BUG: Slowdown on 3000 socket-machines tracked down

From: Christian Schmid
Date: Sat Mar 05 2005 - 12:27:14 EST


Hello.

After weeks of work, I can now give a detailed report about the bug and when it appears:

Attached is another traffic-image. This one is with 2.6.10 and a 3/1 split, preemtive kernel, so all defaults.

The first part is where I throttled the whole thing to 100 MBit in order to build up a traffic-jam ;)

When I released it, it jumped up immediately but suddenly it goes down (each pixel is one second) Playing around with min_free_kbytes didnt help. Where it goes up again I set lower_zone_protection to 1024000 and where it goes down I set it to 0 again and where it goes up the last time... guess..
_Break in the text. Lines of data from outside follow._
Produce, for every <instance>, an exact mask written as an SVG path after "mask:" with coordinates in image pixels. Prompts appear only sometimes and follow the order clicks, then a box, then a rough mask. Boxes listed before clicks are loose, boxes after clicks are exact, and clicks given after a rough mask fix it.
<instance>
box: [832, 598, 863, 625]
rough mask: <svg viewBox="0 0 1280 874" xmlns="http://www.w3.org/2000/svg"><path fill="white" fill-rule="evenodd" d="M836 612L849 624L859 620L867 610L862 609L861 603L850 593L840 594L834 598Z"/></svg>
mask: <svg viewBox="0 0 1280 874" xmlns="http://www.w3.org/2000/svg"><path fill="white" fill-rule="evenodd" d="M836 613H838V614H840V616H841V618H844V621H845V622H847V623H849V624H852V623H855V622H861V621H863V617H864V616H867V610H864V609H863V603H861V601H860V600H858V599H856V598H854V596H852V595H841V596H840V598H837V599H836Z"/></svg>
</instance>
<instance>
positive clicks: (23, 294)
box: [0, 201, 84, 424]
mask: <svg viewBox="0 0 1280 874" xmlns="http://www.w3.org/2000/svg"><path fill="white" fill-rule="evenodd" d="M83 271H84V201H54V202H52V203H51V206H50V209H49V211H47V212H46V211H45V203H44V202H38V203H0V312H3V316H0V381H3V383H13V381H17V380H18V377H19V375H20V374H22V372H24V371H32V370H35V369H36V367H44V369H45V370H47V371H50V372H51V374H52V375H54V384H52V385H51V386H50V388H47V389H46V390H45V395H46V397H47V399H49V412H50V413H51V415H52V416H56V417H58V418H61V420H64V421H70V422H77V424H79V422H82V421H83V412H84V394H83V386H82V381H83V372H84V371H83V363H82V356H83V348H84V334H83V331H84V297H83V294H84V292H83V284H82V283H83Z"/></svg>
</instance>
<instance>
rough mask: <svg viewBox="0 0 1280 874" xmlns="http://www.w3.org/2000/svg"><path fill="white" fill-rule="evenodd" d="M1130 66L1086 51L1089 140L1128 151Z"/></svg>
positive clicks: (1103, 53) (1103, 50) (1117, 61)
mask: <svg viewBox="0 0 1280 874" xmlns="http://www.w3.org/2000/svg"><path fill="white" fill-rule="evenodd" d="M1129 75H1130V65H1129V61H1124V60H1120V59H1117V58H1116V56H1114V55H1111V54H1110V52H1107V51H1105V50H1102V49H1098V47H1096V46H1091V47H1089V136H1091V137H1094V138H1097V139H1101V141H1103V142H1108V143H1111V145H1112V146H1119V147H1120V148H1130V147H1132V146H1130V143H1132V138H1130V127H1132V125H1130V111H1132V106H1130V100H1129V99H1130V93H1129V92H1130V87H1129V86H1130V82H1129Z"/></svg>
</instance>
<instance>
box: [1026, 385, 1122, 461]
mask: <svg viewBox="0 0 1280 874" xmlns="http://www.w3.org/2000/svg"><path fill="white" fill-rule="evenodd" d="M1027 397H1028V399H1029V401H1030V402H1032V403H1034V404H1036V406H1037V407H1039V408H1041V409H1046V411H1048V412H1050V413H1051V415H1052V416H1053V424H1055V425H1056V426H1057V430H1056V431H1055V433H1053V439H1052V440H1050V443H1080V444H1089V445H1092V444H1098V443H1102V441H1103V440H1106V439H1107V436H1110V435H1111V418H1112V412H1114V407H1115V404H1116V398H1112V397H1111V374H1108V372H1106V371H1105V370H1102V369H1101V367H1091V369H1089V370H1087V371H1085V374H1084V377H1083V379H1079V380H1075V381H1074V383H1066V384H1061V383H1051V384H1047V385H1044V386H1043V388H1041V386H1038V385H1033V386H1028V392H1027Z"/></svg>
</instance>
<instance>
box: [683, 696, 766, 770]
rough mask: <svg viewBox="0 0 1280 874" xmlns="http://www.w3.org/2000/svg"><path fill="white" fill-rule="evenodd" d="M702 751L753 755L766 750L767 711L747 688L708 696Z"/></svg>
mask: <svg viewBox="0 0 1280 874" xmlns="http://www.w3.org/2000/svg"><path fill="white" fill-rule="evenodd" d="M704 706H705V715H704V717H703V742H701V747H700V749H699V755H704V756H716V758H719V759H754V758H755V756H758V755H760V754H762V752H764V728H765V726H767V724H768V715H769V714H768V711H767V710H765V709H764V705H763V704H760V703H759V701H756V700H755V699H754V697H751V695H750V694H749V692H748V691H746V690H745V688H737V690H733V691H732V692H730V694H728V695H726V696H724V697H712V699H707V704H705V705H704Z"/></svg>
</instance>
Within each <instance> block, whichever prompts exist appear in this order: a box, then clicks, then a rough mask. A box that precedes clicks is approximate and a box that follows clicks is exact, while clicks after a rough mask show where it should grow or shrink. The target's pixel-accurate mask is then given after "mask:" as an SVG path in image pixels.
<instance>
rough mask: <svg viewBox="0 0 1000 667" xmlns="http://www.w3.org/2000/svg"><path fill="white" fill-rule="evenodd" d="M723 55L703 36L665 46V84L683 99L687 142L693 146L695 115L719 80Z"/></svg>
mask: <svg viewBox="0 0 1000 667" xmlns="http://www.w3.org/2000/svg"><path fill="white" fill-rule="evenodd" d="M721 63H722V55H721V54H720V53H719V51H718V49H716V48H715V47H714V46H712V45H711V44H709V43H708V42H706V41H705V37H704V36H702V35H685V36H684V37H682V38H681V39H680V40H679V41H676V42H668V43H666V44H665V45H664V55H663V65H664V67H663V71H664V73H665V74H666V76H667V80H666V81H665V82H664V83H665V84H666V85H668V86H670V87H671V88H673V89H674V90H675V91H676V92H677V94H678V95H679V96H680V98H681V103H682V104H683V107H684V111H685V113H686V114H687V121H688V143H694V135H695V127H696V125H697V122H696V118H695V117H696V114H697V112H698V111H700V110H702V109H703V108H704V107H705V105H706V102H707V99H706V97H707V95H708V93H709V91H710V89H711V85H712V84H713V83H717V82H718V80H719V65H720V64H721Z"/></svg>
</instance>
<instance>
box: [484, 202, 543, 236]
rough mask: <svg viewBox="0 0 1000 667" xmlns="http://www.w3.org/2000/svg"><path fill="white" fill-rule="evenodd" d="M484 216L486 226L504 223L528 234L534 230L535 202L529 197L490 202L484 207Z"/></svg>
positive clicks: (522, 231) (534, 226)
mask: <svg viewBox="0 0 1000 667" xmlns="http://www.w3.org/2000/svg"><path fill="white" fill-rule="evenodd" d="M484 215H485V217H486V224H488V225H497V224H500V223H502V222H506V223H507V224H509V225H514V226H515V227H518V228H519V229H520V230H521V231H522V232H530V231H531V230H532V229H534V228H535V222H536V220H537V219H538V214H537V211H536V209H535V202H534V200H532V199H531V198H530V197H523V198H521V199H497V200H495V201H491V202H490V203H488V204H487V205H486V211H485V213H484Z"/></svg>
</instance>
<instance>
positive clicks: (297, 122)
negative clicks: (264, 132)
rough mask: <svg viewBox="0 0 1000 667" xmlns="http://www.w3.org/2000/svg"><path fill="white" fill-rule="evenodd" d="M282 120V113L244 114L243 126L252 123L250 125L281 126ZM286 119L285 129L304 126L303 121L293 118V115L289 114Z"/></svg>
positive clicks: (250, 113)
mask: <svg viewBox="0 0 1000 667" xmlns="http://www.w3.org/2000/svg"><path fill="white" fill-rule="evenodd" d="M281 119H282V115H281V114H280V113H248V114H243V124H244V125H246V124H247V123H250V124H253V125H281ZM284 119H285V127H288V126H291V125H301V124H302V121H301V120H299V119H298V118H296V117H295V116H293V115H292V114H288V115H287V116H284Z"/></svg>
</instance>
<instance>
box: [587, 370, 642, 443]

This test was with 3500 sockets.

Today I tested with 5000 sockets. The problem is the same like above but the more sockets there come, it just doesnt claim more bandwidth as it SHOULD of course do. It seems it doesn't slow down but it just doesnt scale anymore. The badwidth doesnt go over 80 MB/Sec, no matter what I do. Then I did the following: I raised lower_zone_protection to 1024 (above I did 1024000 which is bullshit but it doesnt matter as it seems to just protect the whole low-mem which is what I want) and it was at 80 MB. then I lowered to 0 again and suddenly it peaked up to full bandwidth (100 MB) for about 5 seconds until the whole protected area was in use. Then it slowed down drastically again.

My theory:

I suppose when the blocks come in fast enough and the load is high enough, the kernel cant free the required low memory as fast as this would be required in order to NOT slow-down everything. So the vm is basically busy freeing low-memory. What do you think? The interesting part is that it slows down painfully with lower_zone_protection set to 0, it peaks at 80 MB/Sec with lower_zone_protection set to max (1024, whole low-mem) and there is much cpu-ressources free..... When set to 0 it speeds up without limit AS LONG AS there is memory left. When its consumed, it slows down painfully again because its set to 0 of course.

Chris

PNG image